Comment 12 Levy Hsu 2024-05-18 15:17:12 UTC
switch (d->vmode)
    {
    case E_V8QImode:
      if (!TARGET_MMX_WITH_SSE)
	return false;
      mode = V4HImode;
      gen_shr = gen_ashrv4hi3(should be gen_lshrv4hi3);
      gen_shl = gen_ashlv4hi3;
      gen_or = gen_iorv4hi3;
      break;
    case E_V16QImode:
      mode = V8HImode;
      gen_shr = gen_vlshrv8hi3;
      gen_shl = gen_vashlv8hi3;
      gen_or = gen_iorv8hi3;
      break;
    default: return false;
    }

Obviously, under V8QImode it should be gen_lshrv4hi3 instead of gen_ashrv4hi3.

I mistakenly used gen_ashrv4hi3 due to the similar naming conventions and failed to find out. gen_lshrv4hi3 is the correct logical shift needed.

Will send a patch soon
Comment 13 Cory Fields 2026-01-13 17:07:20 UTC
Chiming in to say I'm seeing the exact same thing on trunk.

Here's a minimal reproducer:

using vec256 = unsigned __attribute__((__vector_size__(32)));

void slow_rotate(vec256& x)
{
    x = __builtin_shufflevector(x, x, 3, 0, 1, 2, 7, 4, 5, 6);
}

void fast_rotate(vec256& x)
{
    x = vec256{x[3], x[0], x[1], x[2], x[7], x[4], x[5], x[6]};
}

Godbolt link: https://godbolt.org/z/YY9P7xKbh

fast_rotate generates pshufd as expected on x86_64 with generic compilation flags. slow_rotate is *much* slower.
Comment 14 Andrew Pinski 2026-01-13 17:21:37 UTC
generic vector lowering does not handle:
  _2 = VEC_PERM_EXPR <_1, _1, { 3, 0, 1, 2, 7, 4, 5, 6 }>;

into 2 PERMs.
Comment 15 Levy Hsu 2026-01-13 22:54:27 UTC
Tree (lower/tree) dump:
https://godbolt.org/z/o7GrvjMqq
slow_rotate still contains a single wide
VEC_PERM_EXPR <_1, _1, {3,0,1,2,7,4,5,6}>
while fast_rotate is already expressed as element extracts + vector constructor.

RTL (expand) dump:
https://godbolt.org/z/WT9cqbx7h
fast_rotate expands to two 128-bit vec_select:V4SI shuffles (one per 16B half), which is the expected shape to select pshufd on an SSE2 baseline.

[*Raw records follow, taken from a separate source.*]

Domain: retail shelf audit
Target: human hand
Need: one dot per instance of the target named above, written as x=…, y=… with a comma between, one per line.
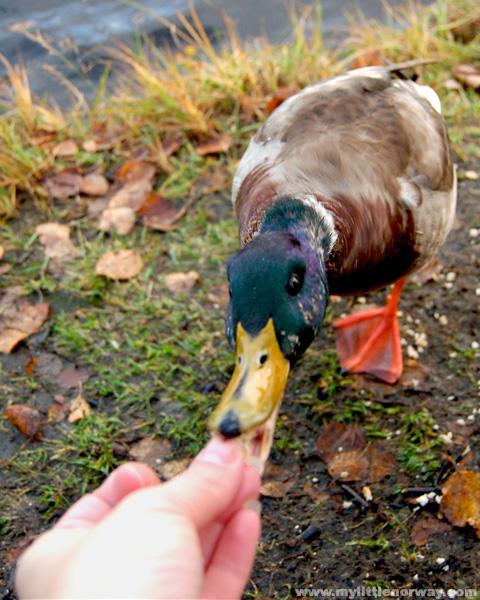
x=133, y=538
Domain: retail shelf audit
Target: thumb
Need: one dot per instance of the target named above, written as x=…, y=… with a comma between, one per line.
x=201, y=493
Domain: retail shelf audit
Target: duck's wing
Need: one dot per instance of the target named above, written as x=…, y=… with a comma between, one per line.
x=374, y=152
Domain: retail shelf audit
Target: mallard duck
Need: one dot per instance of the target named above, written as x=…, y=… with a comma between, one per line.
x=349, y=186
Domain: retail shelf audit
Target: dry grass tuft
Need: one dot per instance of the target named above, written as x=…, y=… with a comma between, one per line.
x=198, y=90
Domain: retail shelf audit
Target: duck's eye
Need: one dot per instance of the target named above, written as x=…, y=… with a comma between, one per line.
x=295, y=282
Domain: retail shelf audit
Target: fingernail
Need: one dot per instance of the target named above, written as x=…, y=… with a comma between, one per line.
x=254, y=505
x=219, y=452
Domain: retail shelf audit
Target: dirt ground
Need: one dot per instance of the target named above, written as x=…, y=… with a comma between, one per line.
x=317, y=532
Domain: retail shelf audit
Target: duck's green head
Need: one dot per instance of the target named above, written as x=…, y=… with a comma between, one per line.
x=278, y=295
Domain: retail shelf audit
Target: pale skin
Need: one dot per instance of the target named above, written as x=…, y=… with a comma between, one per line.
x=135, y=537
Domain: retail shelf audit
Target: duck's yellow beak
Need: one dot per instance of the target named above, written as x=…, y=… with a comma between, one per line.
x=256, y=388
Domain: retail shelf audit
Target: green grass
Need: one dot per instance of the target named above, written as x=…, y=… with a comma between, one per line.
x=196, y=91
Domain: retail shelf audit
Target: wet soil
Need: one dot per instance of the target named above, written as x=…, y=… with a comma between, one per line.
x=320, y=533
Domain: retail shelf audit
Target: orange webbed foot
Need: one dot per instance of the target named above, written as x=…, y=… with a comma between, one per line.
x=369, y=341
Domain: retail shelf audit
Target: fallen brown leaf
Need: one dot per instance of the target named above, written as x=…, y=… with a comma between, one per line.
x=277, y=481
x=79, y=409
x=279, y=98
x=72, y=377
x=55, y=239
x=132, y=194
x=425, y=528
x=121, y=218
x=58, y=410
x=173, y=467
x=64, y=184
x=160, y=213
x=119, y=265
x=181, y=282
x=348, y=456
x=133, y=170
x=27, y=420
x=461, y=499
x=349, y=466
x=94, y=184
x=19, y=320
x=65, y=148
x=339, y=437
x=215, y=145
x=468, y=75
x=96, y=206
x=151, y=450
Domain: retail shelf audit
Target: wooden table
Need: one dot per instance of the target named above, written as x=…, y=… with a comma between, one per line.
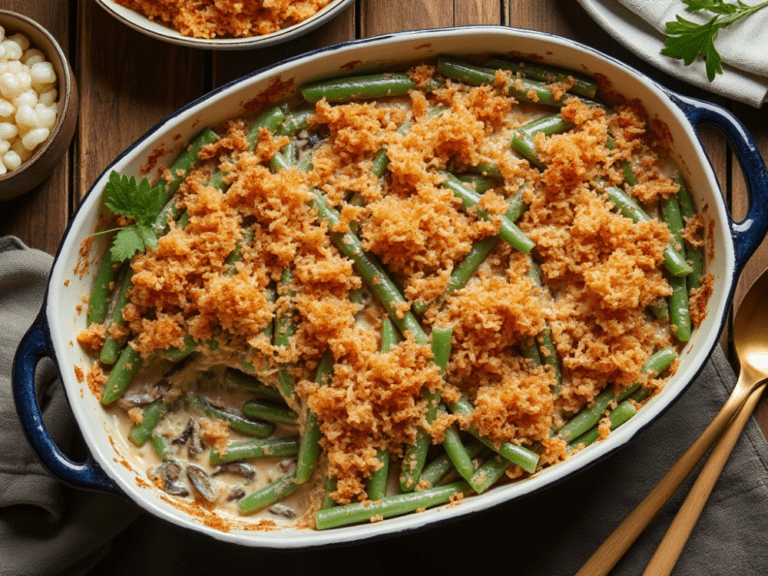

In contrast, slow_rotate expands to scalar loads/stores (no vector perm/select remains), so the backend never sees a permute it can map to pshufd.

So this looks like a generic vector-lowering / tree -> RTL expansion gap for non-native (32B) VEC_PERM_EXPR on SSE2 targets: masks that do not cross the 128-bit boundary should be decomposed into two 16B perms, but currently fall back to scalarization.